The figure surfaced after the State Treasury released data showing that the Treasury’s account was holding 1.8 billion hryvnias, while it should have kept 8 billion hryvnias.
The most of the cash supposed to be sitting in the account was owned by local governments throughout Ukraine and state-owned business entities, with a number of them recently reporting failed transactions when they have tried to pay for services.
“What did the government do to this money?
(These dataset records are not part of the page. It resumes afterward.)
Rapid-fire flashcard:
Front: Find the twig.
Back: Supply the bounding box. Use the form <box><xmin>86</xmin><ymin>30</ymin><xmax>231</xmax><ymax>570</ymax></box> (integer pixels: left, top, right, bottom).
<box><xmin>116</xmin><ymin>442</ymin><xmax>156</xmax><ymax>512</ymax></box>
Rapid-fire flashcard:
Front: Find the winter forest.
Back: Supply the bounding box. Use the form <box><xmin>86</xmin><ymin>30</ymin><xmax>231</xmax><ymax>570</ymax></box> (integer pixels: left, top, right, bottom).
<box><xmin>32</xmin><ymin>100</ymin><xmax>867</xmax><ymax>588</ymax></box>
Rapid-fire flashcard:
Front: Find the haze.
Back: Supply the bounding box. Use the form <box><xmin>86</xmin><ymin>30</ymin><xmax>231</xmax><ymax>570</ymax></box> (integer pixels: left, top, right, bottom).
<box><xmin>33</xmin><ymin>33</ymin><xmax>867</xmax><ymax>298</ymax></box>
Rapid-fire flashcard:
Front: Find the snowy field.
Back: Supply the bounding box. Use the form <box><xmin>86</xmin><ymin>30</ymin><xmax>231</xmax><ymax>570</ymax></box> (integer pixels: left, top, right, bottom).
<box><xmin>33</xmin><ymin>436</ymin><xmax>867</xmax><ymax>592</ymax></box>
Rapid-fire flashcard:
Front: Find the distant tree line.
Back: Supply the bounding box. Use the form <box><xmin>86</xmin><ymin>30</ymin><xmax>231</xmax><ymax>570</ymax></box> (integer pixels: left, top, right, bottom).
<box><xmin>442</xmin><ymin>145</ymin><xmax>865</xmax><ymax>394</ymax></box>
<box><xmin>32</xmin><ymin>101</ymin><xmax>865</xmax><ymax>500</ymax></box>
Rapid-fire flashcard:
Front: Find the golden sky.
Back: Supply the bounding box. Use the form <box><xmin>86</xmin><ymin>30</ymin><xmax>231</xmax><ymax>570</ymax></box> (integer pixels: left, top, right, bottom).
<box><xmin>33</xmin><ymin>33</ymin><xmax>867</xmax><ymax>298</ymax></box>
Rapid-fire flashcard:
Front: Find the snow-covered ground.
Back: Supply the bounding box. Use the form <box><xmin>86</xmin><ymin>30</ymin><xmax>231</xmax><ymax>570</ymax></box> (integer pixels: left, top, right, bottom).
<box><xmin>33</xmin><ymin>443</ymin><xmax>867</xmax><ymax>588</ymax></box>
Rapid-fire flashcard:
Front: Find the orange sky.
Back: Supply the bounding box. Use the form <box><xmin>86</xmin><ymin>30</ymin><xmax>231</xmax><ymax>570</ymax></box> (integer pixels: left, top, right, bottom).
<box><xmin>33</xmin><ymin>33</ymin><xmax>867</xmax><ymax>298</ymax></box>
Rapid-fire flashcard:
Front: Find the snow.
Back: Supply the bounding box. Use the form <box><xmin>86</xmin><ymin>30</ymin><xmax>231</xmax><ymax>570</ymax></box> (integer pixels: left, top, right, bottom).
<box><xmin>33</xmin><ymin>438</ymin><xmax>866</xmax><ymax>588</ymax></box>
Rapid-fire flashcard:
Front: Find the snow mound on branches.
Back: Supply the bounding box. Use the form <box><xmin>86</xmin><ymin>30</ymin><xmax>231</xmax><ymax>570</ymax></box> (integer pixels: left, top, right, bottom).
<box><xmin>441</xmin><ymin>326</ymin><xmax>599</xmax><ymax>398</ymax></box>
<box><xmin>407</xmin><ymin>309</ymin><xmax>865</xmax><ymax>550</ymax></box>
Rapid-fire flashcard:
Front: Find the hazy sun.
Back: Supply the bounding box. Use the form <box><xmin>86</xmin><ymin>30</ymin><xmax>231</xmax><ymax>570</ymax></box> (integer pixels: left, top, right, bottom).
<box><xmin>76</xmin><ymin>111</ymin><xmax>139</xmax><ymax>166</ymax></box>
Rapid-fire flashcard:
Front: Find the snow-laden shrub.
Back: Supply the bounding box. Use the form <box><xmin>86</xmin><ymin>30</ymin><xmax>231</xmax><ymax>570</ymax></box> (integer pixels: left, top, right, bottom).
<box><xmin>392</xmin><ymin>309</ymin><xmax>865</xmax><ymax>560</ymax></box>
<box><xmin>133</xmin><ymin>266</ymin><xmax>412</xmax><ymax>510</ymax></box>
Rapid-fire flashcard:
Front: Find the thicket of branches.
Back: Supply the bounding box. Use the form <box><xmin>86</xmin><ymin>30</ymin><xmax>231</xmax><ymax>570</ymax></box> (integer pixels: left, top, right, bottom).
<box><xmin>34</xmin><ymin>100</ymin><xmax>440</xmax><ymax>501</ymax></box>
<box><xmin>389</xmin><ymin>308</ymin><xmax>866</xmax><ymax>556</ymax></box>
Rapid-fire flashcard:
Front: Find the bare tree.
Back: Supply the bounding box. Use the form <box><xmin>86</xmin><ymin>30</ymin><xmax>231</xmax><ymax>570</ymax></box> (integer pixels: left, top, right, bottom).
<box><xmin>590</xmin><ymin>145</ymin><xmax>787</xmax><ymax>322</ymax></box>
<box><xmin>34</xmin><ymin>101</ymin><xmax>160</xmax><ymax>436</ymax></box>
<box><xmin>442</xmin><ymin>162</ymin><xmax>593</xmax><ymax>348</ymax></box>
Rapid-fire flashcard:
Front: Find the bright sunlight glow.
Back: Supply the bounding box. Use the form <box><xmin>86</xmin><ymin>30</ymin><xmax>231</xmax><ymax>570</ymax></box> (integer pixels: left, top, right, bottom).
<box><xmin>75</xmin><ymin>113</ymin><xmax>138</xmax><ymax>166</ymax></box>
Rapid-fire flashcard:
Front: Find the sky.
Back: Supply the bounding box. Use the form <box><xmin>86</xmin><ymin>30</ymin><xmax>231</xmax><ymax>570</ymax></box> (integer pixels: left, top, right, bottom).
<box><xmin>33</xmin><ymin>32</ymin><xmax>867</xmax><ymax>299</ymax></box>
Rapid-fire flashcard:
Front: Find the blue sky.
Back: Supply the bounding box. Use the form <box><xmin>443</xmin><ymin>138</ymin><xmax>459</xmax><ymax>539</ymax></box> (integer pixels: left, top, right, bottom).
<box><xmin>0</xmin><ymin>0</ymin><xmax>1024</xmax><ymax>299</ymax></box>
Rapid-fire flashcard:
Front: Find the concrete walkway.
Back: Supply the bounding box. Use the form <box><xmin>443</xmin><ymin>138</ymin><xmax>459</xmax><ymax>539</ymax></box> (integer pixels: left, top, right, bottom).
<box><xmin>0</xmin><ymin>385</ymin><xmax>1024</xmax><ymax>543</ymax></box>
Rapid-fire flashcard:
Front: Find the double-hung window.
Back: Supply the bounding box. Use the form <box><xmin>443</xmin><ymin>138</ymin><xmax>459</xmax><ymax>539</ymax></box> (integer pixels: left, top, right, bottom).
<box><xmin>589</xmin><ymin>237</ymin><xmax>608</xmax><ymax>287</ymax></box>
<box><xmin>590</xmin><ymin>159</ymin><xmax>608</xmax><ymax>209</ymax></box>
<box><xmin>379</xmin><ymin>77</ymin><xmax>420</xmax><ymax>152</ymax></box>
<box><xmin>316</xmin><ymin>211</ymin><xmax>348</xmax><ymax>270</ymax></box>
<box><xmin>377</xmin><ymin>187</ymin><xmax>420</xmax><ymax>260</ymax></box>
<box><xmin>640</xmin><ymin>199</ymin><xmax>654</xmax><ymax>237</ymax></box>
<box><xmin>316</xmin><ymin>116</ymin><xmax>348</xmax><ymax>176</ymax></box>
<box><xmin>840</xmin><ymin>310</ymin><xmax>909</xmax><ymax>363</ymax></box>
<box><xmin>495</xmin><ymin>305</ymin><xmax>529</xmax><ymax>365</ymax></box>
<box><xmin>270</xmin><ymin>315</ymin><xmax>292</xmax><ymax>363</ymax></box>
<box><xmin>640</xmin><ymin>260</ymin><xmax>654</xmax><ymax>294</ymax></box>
It has eaten the money up,” Viktor Pynzenyk, a former finance minister, said Tuesday. “The money is not there.”
The development underscores the depth of the government’s financial crunch in December, while Prime Minister Yulia Tymoshenko has been desperately seeking to borrow at least $2 billion from the International Monetary Fund.
The government needs to raise at least 60 billion hryvnias in revenue in December alone - almost four times it has been raising monthly so far this year - in order to meet original 2009 budget revenue forecast, analysts said.
The government has been facing similar financial problems throughout the past 12 months, but it had managed to cover the crunch due to massive lending from the IMF.
The IMF disbursed $10.6 billion, or almost 84 billion hryvnias, to Ukraine over the past 12 months, before suspending the disbursements in November after the government had failed to implement promised reforms.
Now the government has been desperately holding the talks with the IMF seeking to borrow again to prevent a major budget failure, analysts said.
But Pynzenyk, who quit the government in February following a clash with Tymoshenko over the size of budget deficit, said further borrowing without implementing reforms would be a mistake.
“Is that normal that the country cannot live without injections?” Pynzenyk said. “The loan can help bridge budget gap, let’s say we can cover November. But what’s next?”
Pynzenyk estimated that Ukraine’s budget deficit will widen by 15 billion hryvnias in December to 103 billion hryvnias for the entire year of 2009.
The government has officially forecast its 2009 budget deficit at 31.5 billion hryvnias.
The rampant borrowing and the depreciation of the hryvnia over the past 12 months has been increasing Ukraine’s state debts to levels that can become unsustainable, Pynzenyk warned.
Ukraine’s state debt rose to 280 billion hryvnias as of the end of September, up from 189 billion hryvnias as of the end of December 2008, increasing financial burden.
“The spending on interest is growing. It has doubled only in the course of this year,” Pynzenyk said, adding the government plans to spend 22 billion hryvnias on interest payments in 2010.